[Date Prev][Date Next][Thread Prev][Thread Next][Date Index][Thread Index]

Re: TextRider bug on last token



>>IR> 2. A small change request for Channel.Mod.  Please add the
>>following field:
>>IR> 
>>IR> eolType-: INTEGER;
>>IR> (* Type of end-of-line char(s) this channel has.
>>IR> 0=lf, 1=cr/lf, 2=cr.
>>IR> *)
>>
>>I am sorry, but this is not possible.  A channel is defined as a
>>sequence of uninterpreted bytes.  It has no concept of "lines",
>>nor of "end of line" characters.  The same is true for all
>>implementations of Channel and all binary riders.  Therefore I
>>cannot introduce this alien concept at this level.
>>
>>The field must be made an attribute of text riders.
>
>If this is so then we need to fix Files.C and OakFiles.C. The

For what it's worth, POSIX does not know O_TEXT or O_BINARY.
Therefore Files.c and OakFiles.c are not broken, nor need to be
fixed.

>underlying assumption in all C compilers that I have met is that
>files are opened as "text" unless otherwise specified.
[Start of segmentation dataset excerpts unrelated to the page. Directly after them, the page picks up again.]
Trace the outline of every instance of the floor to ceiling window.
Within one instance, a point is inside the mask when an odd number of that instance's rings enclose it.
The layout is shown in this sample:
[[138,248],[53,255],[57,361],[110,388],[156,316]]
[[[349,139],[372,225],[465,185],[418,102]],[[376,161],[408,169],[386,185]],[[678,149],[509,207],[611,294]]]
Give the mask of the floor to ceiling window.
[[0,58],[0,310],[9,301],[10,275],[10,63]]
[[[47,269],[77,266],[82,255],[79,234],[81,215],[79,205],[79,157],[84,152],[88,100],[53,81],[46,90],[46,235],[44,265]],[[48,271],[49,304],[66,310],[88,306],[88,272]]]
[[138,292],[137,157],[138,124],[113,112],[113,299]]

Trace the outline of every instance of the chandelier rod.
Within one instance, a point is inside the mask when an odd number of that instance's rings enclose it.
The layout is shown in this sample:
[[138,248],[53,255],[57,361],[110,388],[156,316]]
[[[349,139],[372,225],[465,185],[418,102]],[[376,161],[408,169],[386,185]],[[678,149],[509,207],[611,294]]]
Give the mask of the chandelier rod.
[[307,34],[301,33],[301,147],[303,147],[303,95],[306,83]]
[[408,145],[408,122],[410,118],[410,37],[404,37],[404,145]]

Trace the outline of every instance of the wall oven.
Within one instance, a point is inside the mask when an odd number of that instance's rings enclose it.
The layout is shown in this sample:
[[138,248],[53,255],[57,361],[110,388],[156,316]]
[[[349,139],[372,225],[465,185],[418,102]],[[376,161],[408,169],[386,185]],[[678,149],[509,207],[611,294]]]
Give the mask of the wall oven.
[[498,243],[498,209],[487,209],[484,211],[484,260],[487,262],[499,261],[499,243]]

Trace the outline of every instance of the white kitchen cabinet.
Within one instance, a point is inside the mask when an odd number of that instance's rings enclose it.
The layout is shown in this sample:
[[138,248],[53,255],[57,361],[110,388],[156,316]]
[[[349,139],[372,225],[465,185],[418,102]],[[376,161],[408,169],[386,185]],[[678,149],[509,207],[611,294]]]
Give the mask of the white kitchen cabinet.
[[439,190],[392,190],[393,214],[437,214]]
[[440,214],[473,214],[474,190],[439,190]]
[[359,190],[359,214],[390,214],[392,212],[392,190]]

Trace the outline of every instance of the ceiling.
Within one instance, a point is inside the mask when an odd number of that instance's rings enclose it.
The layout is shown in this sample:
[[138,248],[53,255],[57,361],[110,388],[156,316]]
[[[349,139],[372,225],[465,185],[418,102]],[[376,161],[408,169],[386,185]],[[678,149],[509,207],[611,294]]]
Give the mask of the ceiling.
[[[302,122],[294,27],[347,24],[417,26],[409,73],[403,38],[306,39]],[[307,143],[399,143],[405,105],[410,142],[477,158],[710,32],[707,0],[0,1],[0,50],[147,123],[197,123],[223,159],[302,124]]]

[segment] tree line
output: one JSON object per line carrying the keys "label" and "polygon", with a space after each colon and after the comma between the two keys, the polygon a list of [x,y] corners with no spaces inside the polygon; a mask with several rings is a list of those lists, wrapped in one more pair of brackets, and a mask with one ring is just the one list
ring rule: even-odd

Under Unix
>it makes no difference, since text and binary files have the same
>representation. Under DOS and Windows (and other operating
>systems?) if you don't explicity request "binary" mode, the native
>end-of-line representation is automatically translated to / from
>the "C" end-of-line representation (LF terminator). For Windows,
>this means that CR-LF is translated to LF on all file reads, and
>LF is translated to CR-LF on all file writes. This is done at the
>level of the C run-time library. Under Unix, "fopen" is part of
>the C runtime and "open" is part of the OS API. On other operating
>systems, "open" is also part of the C run-time and will do this
>kind of translation. Unless you hard-wire O_BINARY into all
>file-open functions, any attempt to do binary I/O will fail on
>these types of systems. 

Inserting O_BINARY will break the files for all POSIX compliant
systems.  Obviously, I will not hardwire this into Files.c if it
breaks oo2c on my Linux box ;-)

>This is what I had to do to get OO2C running under Windows. Since
>we are agreed (?) that Channels are uninterpreted, any channel
>MUST be opened as O_BINARY (for Unix this should have no effect
>anyway).

As pointed out above, "no effect" is a severe understatement.
Anyway, I agree with you, that for certain systems the low-level
file modules need to be adjusted, but the current implementation
(oo2c for Unix) is valid.  This is no news.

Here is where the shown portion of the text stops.